Centrodestra diviso per tre col resto di uno

Qualcuno, con una buona dose di ottimismo, sostiene che il centrodestra sia ancora vivo. Magari un po' acciaccato ma comunque in piedi. E che non sia invece ridotto ad una sorta di entità astratta come certificherà di qui a pochi giorni il voto (...)

(...) di fiducia sul governo Conte. Tre partiti e tre diverse posizioni, con la Lega che voterà a favore, Forza Italia contro e Fratelli d'Italia che invece si asterrà. Con buona pace di chi, per certi versi con coraggio, vuole a tutti costi rimandare la presa d'atto che una stagione politica è ormai al tramonto.

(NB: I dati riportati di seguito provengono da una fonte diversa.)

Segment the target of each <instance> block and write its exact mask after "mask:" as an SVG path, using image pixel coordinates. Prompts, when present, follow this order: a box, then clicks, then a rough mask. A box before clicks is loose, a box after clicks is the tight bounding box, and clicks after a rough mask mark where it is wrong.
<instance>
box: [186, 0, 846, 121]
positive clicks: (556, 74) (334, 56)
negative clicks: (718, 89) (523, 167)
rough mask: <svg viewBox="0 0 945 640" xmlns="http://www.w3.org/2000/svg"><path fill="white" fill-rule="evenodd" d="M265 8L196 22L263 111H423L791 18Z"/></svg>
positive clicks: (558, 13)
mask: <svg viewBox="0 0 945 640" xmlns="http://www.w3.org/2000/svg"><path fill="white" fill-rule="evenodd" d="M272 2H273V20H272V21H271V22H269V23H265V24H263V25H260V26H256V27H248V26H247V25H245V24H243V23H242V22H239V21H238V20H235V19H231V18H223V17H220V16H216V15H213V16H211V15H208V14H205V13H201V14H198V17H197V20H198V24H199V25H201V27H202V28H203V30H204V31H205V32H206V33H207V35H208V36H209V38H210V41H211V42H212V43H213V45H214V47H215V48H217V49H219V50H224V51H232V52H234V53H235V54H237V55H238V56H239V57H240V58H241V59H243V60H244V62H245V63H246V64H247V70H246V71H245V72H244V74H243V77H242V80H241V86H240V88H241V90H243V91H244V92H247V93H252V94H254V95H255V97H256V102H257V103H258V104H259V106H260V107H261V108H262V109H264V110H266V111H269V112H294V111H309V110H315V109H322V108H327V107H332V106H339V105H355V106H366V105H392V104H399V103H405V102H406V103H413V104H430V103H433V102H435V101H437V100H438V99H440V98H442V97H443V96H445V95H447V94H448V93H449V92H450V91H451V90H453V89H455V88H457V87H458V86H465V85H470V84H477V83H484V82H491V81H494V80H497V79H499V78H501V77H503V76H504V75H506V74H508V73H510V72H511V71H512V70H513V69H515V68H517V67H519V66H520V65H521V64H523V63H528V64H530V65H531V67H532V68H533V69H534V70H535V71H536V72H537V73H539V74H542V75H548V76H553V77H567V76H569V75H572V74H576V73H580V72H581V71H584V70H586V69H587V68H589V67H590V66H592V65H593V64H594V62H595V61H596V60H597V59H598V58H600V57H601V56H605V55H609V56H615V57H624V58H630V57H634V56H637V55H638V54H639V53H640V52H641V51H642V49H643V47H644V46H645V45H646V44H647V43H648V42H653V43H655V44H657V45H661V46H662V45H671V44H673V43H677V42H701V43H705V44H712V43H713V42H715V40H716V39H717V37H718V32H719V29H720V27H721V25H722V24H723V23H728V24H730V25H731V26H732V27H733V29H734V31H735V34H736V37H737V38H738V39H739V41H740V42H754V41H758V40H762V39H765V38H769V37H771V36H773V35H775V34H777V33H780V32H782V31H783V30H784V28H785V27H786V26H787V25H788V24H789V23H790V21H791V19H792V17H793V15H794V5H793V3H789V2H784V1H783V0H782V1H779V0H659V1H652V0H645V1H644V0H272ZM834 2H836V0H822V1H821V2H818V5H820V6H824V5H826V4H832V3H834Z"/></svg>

Al di là delle dichiarazioni di circostanza, infatti, che Matteo Salvini sia andato per la sua strada è sotto gli occhi di tutti. Non tanto perché ha trattato la nascita di un governo come capo della Lega proprio poche settimane dopo che le urne gli avevano consegnato la leadership dell'intera coalizione di centrodestra. Ma anche e soprattutto perché lo ha fatto sedendosi al tavolo con chi, come Luigi Di Maio, chiedeva a gran voce la testa del suo principale alleato, cioè Silvio Berlusconi. Circostanza che, evidentemente, non deve aver entusiasmato il leader di Forza Italia che, peraltro, pare non sia rimasto positivamente impressionato dalla lista dei ministri portata ieri sera da Conte al Quirinale. Sul grillino Alfonso Bonafede alla Giustizia, per dire, è stato Niccolò Ghedini a lasciarsi sfuggire ieri a Palazzo Grazioli un giudizio piuttosto tranchant: «Un giustizialista, niente altro...».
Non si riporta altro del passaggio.